Peu de carrières artistiques offrent l’exemple d’une rectitude aussi absolue que celle de M. Albert Giraud. C’est un des rares poètes qui aient pris pour guide la ligue droite. La poésie, qui évoque si puissamment des idées de flânerie et de vagabondage, s’est présentée devant lui comme ces chemins d’or que font, entre la terre et le ciel, les rayons du soleil couchant. Le pampre et le lierre qui s’enroulent autour de son thyrse ne sont pas des éléments parasitaires, mais des ornements qui sortent de la tige même du javelot pour aller se fondre dans sa pointe et la renforcer. Ses livres n’existent pas l’un à côté de l’autre, mais ils s’engendrent mutuellement et se soutiennent par une même idée. Sa pensée ne s’est pas éparpillée. L’âme qui bat dans le Scribe, c’est celle qui bat dans Hors du siècle. Un même souffle et une même énergie animent ces deux œuvres. Un même coup d’aile les enlève. Mais la première — œuvre de départ — est engluée de terre. Elle contient la gourme du poète. Il arrive fréquemment qu’un prosateur débute par un volume de vers, il est plus rare qu’un poète débute par un volume de prose. M. Giraud, qui a la religion de la poésie, aurait-il craint de ne pouvoir se pardonner d’avoir écrit une œuvre poétique imparfaite, ou est-ce simplement le hasard qui a voulu qu’il jetât sa gourme en prose ? En tout cas, cela lui vaut de n’avoir aucun mauvais volume de vers à son actif. Si l’on veut connaître les scories d’un talent qui a toujours travaillé à s’épurer, c’est dans les contes du Scribe qu’il faut les chercher. On y trouvera une surabondance d’énergie et de couleurs, une gymnastique un peu folle, l’excès des qualités qui dominent dans son art. Le Scribe, c’est la chrysalide du Pierrot éblouissant qui va défiler dans les Rondels bergamasques.

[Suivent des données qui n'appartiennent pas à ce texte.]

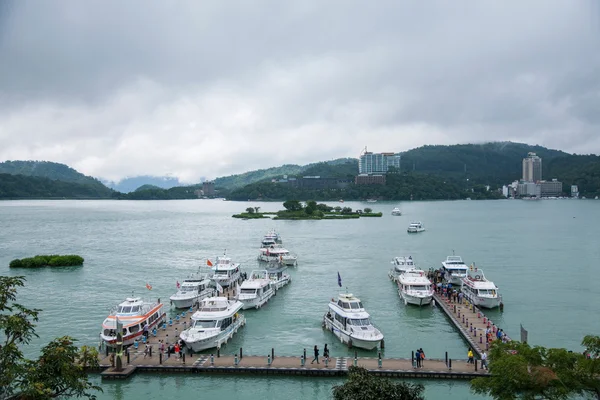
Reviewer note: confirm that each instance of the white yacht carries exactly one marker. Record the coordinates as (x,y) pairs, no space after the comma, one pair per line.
(401,265)
(192,290)
(415,227)
(215,322)
(256,290)
(454,270)
(133,315)
(278,277)
(415,288)
(277,254)
(349,321)
(225,272)
(479,291)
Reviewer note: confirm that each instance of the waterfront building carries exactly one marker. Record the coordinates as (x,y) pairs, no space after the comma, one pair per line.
(532,168)
(377,163)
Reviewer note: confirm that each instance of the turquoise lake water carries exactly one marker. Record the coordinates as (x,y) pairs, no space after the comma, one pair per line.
(543,255)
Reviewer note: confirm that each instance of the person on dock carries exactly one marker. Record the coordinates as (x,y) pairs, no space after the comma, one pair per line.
(316,355)
(325,353)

C’est devant lui qu’il vient s’étendre dans la dernière partie de son dernier livre. Las d’avoir battu inutilement et en tout sens les plaines enflammées et vides du désert, il vient se coucher devant le monstre de pierre et confesser l’inanité de ses désirs, l’inanité de ses rêves, l’inanité de tout. Il s’incline enfin devant le seul Dieu auquel il puisse logiquement rendre hommage, parce qu’il est comme lui pétri de ténèbres. L’Adoration des Mages, la Tentation de Botticelli et surtout le Glaive et la Rose sont d’admirables offrandes expiatoires qui mettent aux pieds du sphinx le cerveau du poète avec toutes ses chimères et ses vaines splendeurs.

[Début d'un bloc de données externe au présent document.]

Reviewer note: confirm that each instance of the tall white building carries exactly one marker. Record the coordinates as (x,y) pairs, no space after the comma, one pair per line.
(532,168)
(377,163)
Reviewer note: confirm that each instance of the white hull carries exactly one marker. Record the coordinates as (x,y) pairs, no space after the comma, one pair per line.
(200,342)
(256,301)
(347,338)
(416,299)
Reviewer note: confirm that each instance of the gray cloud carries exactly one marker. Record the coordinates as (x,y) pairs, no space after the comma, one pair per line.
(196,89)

Comme beaucoup de penseurs de notre époque indécise, M. Giraud souffre de l’obsession de l’absolu. Comme rien ne le lui offrait autour de lui, ni le monde matériel, ni les philosophies, ni les religions, il a tenté l’entreprise gigantesque de se le forger lui-même. Il a cru que l’art possédait une vertu intrinsèque qui consolait de tout, et il semble tout d’abord avoir fait de l’art pour oublier, mais bientôt repris par son démon, — qui était sa vie et sa flamme, — il en a poursuivi l’essence même et il a voulu tâter de ses mains et presser contre son cœur la pomme d’or dont les poètes s’étaient jusqu’à présent contentés de sentir la folle caresse des rayons. Après avoir manié pendant quelque temps le martelet du joaillier et fabriqué de fins rondels, il a pris le lourd marteau de Vulcain et, dans une auréole d’étincelles et de flammes, il s’est mis à façonner son rêve à l’image de son âme.

[La Société nouvelle (décembre ).]

Paul Laur

Albert Giraud est un poète rare et hautain qui me semble doué d’une double personnalité. Dans la première partie de son recueil des Héros et Pierrots, il s’enferme dans la tour d’ivoire de ses pensées, et nous donne des poésies grandes, belles, d’une ligne impeccable, dans lesquelles il chante les passions les plus hautes, mais aussi les plus personnelles. Dans la seconde partie consacrée aux classiques Pierrots, de l’immortelle farce italienne, c’est un jet perpétuel d’esprit, de saillies alertes, vives, imprévues, toutes formulées dans des rondels pétillants. Nous reviendrons sur ce recueil multiple, si curieux à plus d’un titre. D’un côté, en effet, nous avons un caractère impérieux et nostalgique, de l’autre, une âme badine, presque gamine.